Which almost takes us to the point at which Forrester decided he should come and practise at the bar he was called to in 1972. But, while he has been practising in Scotland since 2021, before he did that he had a six-year spell as a judge in Luxembourg, overseeing around 200 cases to do with everything from competition and access to documents to plant varieties, public procurement and employment.
“In 2015 the Brits decided to nominate me to the General Court of the European Union and I was sworn in that year,” he says. “That was wildly, wildly different to my previous career – it was 28 countries and 24 languages with one working language; there were no dissents, only unanimous decisions. I had been an arbitrator before but never a judge and certainly not in an international court. It was a very privileged life.
“That ended with Brexit [Forrester’s tenure came to an end when the transition period ended at the start of 2021] then immediately came Covid. At the end of that I thought I didn’t want to hang up my wig, that I’d rather keep active, and the Scottish bar very kindly made me very welcome.”

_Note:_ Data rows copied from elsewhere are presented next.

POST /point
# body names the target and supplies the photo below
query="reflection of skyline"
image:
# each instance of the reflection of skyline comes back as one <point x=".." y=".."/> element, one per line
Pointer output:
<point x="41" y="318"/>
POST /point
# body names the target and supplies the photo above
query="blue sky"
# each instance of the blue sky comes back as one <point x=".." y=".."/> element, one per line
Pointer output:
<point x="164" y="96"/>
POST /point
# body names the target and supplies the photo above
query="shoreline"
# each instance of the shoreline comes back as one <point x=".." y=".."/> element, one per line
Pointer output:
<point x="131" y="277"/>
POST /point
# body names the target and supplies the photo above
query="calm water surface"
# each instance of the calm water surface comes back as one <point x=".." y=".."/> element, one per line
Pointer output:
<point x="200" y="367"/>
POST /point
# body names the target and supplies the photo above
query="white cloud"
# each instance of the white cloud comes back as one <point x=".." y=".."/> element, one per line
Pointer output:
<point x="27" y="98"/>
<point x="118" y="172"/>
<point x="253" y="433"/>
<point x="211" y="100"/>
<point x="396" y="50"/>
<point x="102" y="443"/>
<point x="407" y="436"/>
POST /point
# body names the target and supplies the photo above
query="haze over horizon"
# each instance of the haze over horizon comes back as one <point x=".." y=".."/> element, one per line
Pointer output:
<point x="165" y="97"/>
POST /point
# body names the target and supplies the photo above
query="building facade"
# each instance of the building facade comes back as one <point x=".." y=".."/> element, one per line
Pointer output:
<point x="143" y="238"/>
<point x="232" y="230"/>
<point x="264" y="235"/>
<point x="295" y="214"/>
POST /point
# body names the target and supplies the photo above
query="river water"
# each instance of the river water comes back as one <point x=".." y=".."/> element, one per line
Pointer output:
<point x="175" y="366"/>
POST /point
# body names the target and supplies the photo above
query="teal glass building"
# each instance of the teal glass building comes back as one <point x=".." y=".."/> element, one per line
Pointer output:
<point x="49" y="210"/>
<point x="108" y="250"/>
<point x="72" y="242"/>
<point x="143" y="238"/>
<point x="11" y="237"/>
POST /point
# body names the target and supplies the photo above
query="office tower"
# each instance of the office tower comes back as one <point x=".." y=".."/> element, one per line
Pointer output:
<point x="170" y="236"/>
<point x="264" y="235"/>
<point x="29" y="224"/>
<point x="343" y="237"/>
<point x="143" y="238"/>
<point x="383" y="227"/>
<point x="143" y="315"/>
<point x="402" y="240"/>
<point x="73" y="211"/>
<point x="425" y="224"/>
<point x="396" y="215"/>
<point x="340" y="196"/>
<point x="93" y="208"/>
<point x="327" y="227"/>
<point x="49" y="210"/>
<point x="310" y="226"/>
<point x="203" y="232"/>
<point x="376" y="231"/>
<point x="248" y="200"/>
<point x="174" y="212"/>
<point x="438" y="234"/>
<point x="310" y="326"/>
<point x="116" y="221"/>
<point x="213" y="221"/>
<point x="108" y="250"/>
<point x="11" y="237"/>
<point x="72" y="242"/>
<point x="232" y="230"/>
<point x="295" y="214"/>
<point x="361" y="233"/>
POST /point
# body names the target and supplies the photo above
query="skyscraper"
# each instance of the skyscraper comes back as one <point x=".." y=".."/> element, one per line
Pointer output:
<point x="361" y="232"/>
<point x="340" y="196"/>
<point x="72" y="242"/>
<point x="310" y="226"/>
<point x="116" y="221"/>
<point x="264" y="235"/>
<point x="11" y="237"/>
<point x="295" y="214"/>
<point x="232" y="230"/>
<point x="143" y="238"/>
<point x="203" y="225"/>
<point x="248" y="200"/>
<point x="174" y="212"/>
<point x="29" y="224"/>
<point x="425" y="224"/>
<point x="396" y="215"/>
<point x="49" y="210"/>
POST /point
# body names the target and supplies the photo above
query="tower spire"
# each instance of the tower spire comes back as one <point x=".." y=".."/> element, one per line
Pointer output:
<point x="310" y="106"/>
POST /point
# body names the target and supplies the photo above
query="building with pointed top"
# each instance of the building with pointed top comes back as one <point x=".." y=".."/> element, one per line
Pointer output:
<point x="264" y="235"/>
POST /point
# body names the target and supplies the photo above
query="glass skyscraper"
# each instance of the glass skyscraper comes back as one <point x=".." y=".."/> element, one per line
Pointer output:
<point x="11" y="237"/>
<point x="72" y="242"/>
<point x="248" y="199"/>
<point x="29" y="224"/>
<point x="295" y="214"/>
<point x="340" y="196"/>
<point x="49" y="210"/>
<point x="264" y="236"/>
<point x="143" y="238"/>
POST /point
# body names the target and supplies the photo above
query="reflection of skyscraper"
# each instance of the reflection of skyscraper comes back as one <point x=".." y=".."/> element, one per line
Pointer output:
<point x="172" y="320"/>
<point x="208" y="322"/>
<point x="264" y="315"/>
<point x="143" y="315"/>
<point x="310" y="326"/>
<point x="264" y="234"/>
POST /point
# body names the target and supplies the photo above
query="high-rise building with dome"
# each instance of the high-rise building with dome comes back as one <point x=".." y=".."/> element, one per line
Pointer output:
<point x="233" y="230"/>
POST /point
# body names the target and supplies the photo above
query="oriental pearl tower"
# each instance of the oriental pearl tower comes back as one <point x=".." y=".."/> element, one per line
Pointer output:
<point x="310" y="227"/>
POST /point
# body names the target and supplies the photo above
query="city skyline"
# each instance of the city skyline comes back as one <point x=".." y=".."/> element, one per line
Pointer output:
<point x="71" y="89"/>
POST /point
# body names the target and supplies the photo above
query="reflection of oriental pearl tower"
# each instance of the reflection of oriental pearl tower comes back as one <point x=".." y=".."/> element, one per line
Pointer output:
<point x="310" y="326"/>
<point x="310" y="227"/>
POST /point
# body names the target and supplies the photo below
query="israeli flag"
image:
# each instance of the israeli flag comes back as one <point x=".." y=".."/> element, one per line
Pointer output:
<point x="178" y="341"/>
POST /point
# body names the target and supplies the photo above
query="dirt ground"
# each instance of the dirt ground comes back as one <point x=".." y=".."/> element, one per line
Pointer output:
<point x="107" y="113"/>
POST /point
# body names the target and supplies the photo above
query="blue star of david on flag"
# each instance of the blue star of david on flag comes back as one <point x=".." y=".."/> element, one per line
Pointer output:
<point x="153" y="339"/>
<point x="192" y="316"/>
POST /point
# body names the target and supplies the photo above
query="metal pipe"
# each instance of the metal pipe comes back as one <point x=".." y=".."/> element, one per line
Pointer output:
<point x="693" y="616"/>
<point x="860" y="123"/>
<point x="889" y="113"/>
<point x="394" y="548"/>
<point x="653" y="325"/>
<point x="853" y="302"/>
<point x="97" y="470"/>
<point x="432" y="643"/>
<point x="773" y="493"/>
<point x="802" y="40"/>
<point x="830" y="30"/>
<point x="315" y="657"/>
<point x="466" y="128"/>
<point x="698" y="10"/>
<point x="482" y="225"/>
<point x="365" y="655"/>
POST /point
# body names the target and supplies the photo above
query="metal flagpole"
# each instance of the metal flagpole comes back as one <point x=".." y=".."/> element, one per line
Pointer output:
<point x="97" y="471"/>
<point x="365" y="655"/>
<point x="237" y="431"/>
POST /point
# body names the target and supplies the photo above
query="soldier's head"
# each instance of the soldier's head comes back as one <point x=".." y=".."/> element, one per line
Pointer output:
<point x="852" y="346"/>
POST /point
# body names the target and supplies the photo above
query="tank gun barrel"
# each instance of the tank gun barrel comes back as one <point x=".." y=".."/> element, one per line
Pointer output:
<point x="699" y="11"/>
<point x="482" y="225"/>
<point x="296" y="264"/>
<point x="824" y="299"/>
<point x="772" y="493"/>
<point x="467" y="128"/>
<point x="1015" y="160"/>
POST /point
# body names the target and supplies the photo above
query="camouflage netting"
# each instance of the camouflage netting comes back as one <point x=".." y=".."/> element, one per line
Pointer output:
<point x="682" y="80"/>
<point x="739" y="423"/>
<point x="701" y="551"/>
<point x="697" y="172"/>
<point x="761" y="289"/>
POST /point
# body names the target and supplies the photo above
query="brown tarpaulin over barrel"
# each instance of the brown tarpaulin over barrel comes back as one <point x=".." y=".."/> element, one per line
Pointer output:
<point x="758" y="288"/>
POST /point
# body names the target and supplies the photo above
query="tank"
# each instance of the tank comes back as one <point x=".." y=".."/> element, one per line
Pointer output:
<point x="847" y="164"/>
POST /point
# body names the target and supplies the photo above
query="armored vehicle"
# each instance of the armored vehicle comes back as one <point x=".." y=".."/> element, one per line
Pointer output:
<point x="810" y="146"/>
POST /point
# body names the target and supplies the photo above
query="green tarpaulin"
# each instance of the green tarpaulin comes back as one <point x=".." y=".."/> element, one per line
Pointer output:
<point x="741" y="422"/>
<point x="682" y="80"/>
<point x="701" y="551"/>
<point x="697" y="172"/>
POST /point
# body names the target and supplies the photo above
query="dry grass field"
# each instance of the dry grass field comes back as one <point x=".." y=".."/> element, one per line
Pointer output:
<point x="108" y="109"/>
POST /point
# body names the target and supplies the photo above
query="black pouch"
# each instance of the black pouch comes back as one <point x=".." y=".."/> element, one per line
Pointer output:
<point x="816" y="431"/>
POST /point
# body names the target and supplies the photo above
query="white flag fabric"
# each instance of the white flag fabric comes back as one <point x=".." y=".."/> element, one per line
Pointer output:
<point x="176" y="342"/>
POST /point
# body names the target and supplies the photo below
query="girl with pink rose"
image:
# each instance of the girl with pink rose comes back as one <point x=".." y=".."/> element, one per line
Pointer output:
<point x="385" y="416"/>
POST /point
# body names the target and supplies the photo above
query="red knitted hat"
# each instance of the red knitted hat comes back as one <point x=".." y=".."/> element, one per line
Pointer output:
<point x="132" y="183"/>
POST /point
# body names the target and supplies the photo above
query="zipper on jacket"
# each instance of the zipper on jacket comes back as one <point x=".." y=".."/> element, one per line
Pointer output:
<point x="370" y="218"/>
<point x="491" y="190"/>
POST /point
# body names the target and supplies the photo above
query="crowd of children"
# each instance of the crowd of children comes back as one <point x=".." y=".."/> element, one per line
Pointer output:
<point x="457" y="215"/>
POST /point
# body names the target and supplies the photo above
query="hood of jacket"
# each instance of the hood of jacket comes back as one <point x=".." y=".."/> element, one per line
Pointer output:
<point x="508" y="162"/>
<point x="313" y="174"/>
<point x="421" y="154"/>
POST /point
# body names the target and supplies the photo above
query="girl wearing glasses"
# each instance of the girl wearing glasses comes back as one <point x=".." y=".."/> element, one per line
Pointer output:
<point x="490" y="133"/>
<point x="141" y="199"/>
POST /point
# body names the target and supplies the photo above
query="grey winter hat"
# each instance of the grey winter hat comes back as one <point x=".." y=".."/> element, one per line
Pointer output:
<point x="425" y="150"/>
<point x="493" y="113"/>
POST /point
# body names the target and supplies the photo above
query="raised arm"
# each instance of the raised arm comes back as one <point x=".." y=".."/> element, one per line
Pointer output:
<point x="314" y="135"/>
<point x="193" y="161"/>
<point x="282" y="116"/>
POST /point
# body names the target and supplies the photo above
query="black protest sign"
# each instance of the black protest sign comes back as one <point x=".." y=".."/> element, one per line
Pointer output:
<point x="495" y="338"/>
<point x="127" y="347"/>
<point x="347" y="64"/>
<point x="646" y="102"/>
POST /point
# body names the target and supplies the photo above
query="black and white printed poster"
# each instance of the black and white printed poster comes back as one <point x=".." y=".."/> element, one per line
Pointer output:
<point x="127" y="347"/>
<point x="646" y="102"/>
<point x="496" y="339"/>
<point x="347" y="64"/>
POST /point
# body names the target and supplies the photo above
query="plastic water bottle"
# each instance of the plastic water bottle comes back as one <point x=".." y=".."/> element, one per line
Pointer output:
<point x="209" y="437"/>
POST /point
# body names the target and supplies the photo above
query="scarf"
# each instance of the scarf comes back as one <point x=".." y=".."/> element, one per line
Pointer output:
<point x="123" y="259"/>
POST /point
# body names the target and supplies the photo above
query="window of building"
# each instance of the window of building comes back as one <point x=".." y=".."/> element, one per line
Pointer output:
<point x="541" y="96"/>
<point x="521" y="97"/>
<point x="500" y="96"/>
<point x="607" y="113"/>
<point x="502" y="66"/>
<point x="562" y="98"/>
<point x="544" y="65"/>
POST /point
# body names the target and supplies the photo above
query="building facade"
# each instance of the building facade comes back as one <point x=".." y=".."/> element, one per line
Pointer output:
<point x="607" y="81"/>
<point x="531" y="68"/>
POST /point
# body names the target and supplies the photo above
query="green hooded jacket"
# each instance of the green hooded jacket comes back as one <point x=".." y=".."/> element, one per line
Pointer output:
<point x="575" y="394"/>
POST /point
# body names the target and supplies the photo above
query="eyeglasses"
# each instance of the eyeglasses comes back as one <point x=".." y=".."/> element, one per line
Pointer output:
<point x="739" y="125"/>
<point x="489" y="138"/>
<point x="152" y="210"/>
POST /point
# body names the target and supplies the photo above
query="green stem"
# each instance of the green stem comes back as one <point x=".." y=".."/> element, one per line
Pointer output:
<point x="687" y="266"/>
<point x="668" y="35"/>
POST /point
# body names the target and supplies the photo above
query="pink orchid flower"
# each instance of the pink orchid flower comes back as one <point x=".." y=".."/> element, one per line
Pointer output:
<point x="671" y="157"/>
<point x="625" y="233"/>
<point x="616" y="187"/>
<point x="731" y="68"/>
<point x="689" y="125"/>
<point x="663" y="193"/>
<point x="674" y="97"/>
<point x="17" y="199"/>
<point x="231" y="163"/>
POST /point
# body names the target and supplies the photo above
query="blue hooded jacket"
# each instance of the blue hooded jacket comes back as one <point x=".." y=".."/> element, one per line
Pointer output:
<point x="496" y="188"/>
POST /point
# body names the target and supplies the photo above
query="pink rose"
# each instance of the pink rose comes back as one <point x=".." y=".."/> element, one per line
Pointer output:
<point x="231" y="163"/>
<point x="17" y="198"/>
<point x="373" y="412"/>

Although the UK is no longer part of the EU, the influence of the European courts is likely to be felt in all UK legal jurisdictions for many years to come and, having finally made it back to Scotland, where he is a member of Ampersand Advocates, Forrester has been kept busy writing opinions in all his areas of expertise. And, while it took him a long time to get there, he says he couldn’t be happier to spending this part of his career in Scotland.
“The Scottish bar is very collegiate and extremely friendly – it’s very, very impressive,” he says. “The contribution the bar makes to the welfare of Scotland as a distinct entity is very impressive. It’s not like a lot of my previous experiences of practising law.”